Quaderno 6 (VIII) § (136)
Ho notato altra volta che in una determinata società nessuno è disorganizzato e senza partito, purché si intendano organizzazione e partito in senso largo e non formale. In questa molteplicità di società particolari, di carattere duplice, naturale e contrattuale o volontario, una o più prevalgono relativamente o assolutamente, costituendo l’apparato egemonico di un gruppo sociale sul resto della popolazione (o società civile), base dello Stato inteso strettamente come apparato governativo-coercitivo.

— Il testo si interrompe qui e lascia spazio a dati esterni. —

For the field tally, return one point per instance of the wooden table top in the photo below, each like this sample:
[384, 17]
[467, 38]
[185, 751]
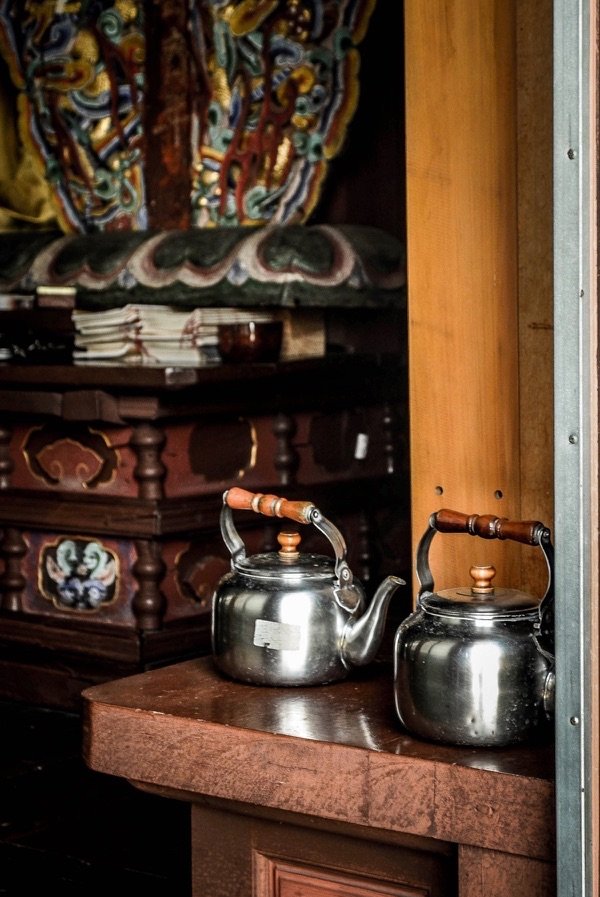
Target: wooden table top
[335, 751]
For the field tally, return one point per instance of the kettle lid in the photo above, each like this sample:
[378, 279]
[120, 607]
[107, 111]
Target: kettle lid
[287, 563]
[481, 599]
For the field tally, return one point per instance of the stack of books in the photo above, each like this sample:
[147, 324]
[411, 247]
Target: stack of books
[154, 334]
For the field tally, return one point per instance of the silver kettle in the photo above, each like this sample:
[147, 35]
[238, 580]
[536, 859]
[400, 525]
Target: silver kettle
[475, 665]
[289, 618]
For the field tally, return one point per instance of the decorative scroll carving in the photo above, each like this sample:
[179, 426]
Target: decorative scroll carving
[294, 265]
[63, 456]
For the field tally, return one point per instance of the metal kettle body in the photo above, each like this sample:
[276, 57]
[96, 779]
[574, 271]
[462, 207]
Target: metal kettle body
[474, 666]
[287, 618]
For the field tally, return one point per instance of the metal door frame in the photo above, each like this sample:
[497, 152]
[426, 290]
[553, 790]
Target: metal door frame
[576, 444]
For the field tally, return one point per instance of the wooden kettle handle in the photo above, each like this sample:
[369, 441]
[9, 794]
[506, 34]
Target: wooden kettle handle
[488, 527]
[269, 505]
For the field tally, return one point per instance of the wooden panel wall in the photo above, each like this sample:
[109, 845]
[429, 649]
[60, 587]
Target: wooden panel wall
[461, 152]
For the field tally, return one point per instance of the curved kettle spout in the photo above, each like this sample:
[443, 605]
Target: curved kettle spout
[362, 637]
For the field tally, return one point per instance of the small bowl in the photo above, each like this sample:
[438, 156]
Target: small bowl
[251, 341]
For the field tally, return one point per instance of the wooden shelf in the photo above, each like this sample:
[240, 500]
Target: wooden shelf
[335, 753]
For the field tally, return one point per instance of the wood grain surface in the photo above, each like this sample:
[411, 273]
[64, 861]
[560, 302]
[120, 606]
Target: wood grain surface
[335, 751]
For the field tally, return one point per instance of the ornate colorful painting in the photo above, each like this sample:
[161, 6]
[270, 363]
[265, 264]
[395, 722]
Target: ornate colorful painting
[272, 88]
[78, 574]
[284, 84]
[79, 70]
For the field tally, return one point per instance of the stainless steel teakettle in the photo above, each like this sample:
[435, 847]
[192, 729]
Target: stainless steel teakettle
[475, 665]
[288, 618]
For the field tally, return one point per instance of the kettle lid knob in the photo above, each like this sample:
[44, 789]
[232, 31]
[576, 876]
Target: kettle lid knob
[289, 542]
[482, 576]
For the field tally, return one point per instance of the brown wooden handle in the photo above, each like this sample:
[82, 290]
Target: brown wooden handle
[269, 505]
[487, 526]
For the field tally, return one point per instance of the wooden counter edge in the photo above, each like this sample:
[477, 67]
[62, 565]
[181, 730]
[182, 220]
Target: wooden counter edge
[464, 805]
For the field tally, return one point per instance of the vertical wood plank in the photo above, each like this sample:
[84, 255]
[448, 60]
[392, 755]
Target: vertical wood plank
[535, 228]
[462, 268]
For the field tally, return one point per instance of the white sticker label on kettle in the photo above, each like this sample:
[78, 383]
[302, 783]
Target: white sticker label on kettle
[361, 447]
[278, 636]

Avviene sempre che le singole persone appartengano a più di una società particolare e spesso a società che essenzialmente sono in contrasto fra loro. Una politica totalitaria tende appunto:
- a ottenere che i membri di un determinato partito trovino in questo solo partito tutte le soddisfazioni che prima trovavano in una molteplicità di organizzazioni, cioè a rompere tutti i fili che legano questi membri ad organismi culturali estranei;
- a distruggere tutte le altre organizzazioni o a incorporarle in un sistema di cui il partito sia il solo regolatore.
Ciò avviene:
- quando il partito dato è portatore di una nuova cultura e si ha una fase progressiva;
- quando il partito dato vuole impedire che un’altra forza, portatrice di una nuova cultura, diventi essa «totalitaria»; e si ha una fase regressiva e reazionaria oggettivamente, anche se la reazione (come sempre avviene) non confessi se stessa e cerchi di sembrare essa portatrice di una nuova cultura.
Luigi Einaudi, nella «Riforma Sociale» del maggio-giugno 1931, recensisce un volume francese Les sociétés de la nation. Étude sur les éléments constitutifs de la nation française, di Etienne Martin – Saint-Léon (vol. di pp. 415, Ed. Spes, 17, rue Soufflot, Parigi 1930, frs. 45) dove una parte di queste organizzazioni sono studiate, ma solo quelle che esistono formalmente (Per es., i lettori di un giornale formano o no una organizzazione?, ecc.). In ogni modo, se l’argomento fosse trattato, vedere il libro e anche la recensione dell’Einaudi.